Archive

Archive for October 31, 2009

Simple vs Forced – Query Parameterization

October 31, 2009 Leave a comment

On the drive back from a relaxing week off I had decided to write about Query Parameterization – this is the process where the query optimizer works on ad-hoc queries and chooses to take literal values used within a query predicate, and turn it into a parameter on the fly.

This optimised query is then the one used to check the query cache, and not the original query string, so it can result in a far higher percentage of query plan cache hits than would otherwise occur on ad-hoc queries.

 There are two modes to this feature, and neither of them is ‘off’, you automatically have ‘simple’ parameterization turned on, and can increase this to ‘forced’ mode for your database if you desire. The difference in the two modes is that the simple mode will only deal with relatively simple literal values within the predicates, and will not consider every literal a candidate for parameterization.

So, overall it sounds a good thing but there are some known problems to parameterization, or parameter sniffing as it is oft called – the query plan generated for a given value of the parameter is not necessarily the optimal plan for another. Consider a search on a personnel database where the EmployeeAge is between 95 and 99 – Assuming an index is in place, you can already expect the data quantities to be low to nill, so the index will not tip and an index seek is the expected behaviour.

If the next time the query is executed the value is from 20 to 60, the number of people matching that value would be very high, yet the query plan in cache has already chosen the method by which the query will be executed, and it is no longer the most optimal.

From a user’s perspective this will lead what appears to be random / non-deterministic behaviour – sometimes the query will be very fast and other times it will be slow. There will not necessarily be a pattern to the behaviour because the query might be removed from cache when it is under memory pressure, or for a wide variety of other reasons the plan might be invalidated, the simplest being a data statistics invalidation.

So with the knowledge that parameter sniffing can cause issues, when should you consider investing the time into testing this setting? The time and effort to test could be considerable so I have written how I would come to that decision.

 The first thing I check is the CPU utilisation on the SQL Server, in theory there should be some kind of issue forcing this to be considered and one of the issues that can occur from insufficient parameterization is an increase in the CPU utilisation due to a high query compilation rate. There are a lot of other reasons that can cause a high CPU such as incorrect indexing leading to table scans etc, but for the purpose of this explanation, we can assume that has already been checked and was not enough.

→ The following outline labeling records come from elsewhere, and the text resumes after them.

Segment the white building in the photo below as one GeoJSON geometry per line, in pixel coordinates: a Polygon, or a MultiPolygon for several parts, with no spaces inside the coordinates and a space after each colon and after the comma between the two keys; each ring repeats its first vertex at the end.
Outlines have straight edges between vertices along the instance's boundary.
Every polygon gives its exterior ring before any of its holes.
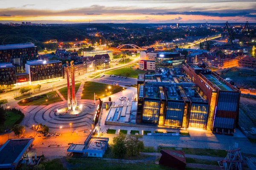
{"type": "Polygon", "coordinates": [[[155,61],[151,60],[141,60],[139,61],[139,69],[143,70],[154,70],[155,61]]]}

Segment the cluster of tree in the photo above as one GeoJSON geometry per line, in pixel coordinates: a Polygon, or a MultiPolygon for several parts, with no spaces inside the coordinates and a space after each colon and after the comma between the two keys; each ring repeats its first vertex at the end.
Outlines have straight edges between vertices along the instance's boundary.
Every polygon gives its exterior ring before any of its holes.
{"type": "Polygon", "coordinates": [[[42,124],[36,125],[35,129],[38,132],[41,132],[44,134],[47,133],[49,132],[49,128],[45,125],[43,125],[42,124]]]}
{"type": "Polygon", "coordinates": [[[77,52],[77,54],[78,54],[79,55],[81,55],[82,53],[82,52],[83,51],[88,52],[90,51],[92,51],[94,49],[94,48],[93,47],[91,46],[89,46],[87,48],[84,47],[83,48],[79,49],[78,50],[77,50],[76,52],[77,52]]]}
{"type": "Polygon", "coordinates": [[[21,87],[20,88],[19,92],[20,93],[21,93],[24,95],[25,93],[27,92],[29,92],[30,93],[30,91],[32,90],[32,89],[34,89],[34,92],[35,92],[35,90],[36,89],[38,89],[38,91],[40,90],[41,89],[41,87],[42,86],[41,84],[38,84],[37,85],[35,86],[27,86],[25,87],[21,87]]]}
{"type": "Polygon", "coordinates": [[[84,29],[74,26],[46,27],[12,26],[4,25],[0,26],[0,40],[3,40],[0,42],[0,45],[45,42],[52,39],[56,39],[59,41],[71,41],[76,39],[84,40],[89,38],[84,34],[84,29]]]}
{"type": "Polygon", "coordinates": [[[143,141],[140,139],[141,135],[130,135],[126,136],[122,133],[113,138],[111,151],[114,157],[122,158],[125,155],[128,156],[137,156],[142,152],[144,146],[143,141]]]}

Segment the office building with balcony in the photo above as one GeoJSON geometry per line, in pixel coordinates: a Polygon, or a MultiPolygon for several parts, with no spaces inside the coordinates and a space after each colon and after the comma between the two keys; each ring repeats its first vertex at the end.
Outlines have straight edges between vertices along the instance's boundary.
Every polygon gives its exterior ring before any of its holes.
{"type": "Polygon", "coordinates": [[[29,74],[29,84],[50,82],[63,78],[62,64],[56,60],[27,61],[26,71],[29,74]]]}
{"type": "Polygon", "coordinates": [[[37,47],[32,43],[0,45],[0,63],[12,63],[17,73],[25,72],[26,62],[37,57],[37,47]]]}
{"type": "Polygon", "coordinates": [[[104,69],[109,68],[110,58],[108,54],[95,55],[94,57],[97,69],[104,69]]]}
{"type": "Polygon", "coordinates": [[[155,58],[156,69],[181,67],[185,55],[175,52],[159,52],[155,58]]]}
{"type": "Polygon", "coordinates": [[[0,85],[16,84],[15,67],[11,63],[0,63],[0,85]]]}

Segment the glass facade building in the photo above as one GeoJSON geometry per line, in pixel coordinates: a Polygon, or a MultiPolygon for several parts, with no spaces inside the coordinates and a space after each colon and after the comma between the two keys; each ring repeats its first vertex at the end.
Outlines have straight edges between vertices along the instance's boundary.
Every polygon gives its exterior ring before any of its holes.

The second performance counters I would check are:

SQLServer : SQL Statistics: Auto-Param Attempts/Sec
SQLServer : SQL Statistics: Batch Request / Sec

I could also check the plan cache hit ratio, or the SQL Compilations / sec figures, but having the Auto-Params and Batch figure per sec allows you to do a rough calculation on the ratio of incoming batches compared to the number of queries that auto-paramerterization is being attempted on (successfully or not). The higher the ratio, then the more ad-hoc queries are already being affected by the ‘simple’ mode parameterization.

If I see a high ratio, the next check would be on the plan cache statistics, primarily:

SQL Server : Plan Cache : Cache Object Counts for SQL Plans
SQL Server : Plan Cache : Cache Pages for SQL Plans

This is to try get a judge of how many plans are sitting in the cache / whether the cache is under memory pressure. If you have a high number of SQL plan objects / cached pages then you can calculate whether you are under memory pressure. You can also look at the buffer manager performance counter for the page life expectancy value, but this could be a bit misleading since data pages will also be affecting this.

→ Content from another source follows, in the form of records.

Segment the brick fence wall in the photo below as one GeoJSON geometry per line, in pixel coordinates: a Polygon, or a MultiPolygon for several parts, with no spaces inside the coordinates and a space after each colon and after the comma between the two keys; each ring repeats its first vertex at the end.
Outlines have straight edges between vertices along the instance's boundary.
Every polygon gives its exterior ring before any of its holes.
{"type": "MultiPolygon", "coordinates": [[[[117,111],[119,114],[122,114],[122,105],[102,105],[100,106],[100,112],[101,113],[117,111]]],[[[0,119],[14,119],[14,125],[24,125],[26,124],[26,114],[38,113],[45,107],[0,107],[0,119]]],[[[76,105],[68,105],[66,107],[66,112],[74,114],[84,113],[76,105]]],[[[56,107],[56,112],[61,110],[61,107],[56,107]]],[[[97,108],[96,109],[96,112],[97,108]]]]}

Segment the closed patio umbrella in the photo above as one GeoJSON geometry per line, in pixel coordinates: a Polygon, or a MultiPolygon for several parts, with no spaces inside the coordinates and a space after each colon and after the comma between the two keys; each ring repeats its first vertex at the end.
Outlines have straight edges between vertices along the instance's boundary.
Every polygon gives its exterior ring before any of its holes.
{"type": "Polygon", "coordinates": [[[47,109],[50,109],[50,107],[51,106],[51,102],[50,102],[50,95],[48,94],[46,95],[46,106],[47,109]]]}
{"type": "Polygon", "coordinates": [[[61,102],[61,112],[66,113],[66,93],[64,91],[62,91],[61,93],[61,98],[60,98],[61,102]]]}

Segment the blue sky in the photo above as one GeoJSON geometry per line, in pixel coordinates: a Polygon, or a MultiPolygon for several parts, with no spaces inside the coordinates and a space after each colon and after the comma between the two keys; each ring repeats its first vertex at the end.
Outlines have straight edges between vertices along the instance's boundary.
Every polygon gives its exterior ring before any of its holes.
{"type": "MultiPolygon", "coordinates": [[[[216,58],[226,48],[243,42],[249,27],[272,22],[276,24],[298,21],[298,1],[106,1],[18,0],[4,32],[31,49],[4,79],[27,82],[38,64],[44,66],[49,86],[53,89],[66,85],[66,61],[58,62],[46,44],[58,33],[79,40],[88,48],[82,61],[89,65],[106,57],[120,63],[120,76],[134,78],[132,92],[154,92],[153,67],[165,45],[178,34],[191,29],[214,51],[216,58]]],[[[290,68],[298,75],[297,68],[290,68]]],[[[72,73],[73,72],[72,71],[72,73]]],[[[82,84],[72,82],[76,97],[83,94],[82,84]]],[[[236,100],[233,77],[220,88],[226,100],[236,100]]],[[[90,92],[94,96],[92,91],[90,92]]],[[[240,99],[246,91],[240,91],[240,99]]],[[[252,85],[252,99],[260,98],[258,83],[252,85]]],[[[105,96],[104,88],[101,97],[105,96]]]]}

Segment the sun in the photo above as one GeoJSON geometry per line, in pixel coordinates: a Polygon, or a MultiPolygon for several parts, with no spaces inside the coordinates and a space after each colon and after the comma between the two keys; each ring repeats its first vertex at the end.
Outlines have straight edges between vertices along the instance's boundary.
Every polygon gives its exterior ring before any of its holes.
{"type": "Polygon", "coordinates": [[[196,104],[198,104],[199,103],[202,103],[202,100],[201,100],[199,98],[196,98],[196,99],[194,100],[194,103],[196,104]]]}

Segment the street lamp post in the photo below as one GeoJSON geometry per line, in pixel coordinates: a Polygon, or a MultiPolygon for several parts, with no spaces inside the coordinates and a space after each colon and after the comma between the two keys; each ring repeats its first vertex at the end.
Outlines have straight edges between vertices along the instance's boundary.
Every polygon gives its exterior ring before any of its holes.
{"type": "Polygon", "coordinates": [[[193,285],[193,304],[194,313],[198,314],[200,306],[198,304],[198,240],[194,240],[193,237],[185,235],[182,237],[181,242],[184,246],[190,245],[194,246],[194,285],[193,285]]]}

At this point I would start pulling the query plan cache, and checking the query text for a sample of plans, to check whether there was a high number of literals remaining within the submitted query, since these are the ones that the simple parameterisation failed to convert to parameters. When pulling the query plan cache, sorting them in SQL text order, allows you to easily spot when a near identical queries except for unconverted literals have been submitted but resulted in a different query plan.

There is no prescriptive guidance on how many of these near identical queries it takes before you consider it, but clearly a single duplicate is not an issue, whilst thousands of them could be quite an issue and be resulting in a high number of unnecessary SQL plan compilations, which is increasing the CPU utilisation of the server.

As you can tell, this setting is certainly not one that should be changed without some considerable forethought and then thorough testing to ensure the situation you have got is actually worth the switch, and preferably some very good instrumented testing in a realistic test environment to ensure the benefits you are getting from the increased level of parameterisation, are not being lost by occurences of non-optimal plan cache hits.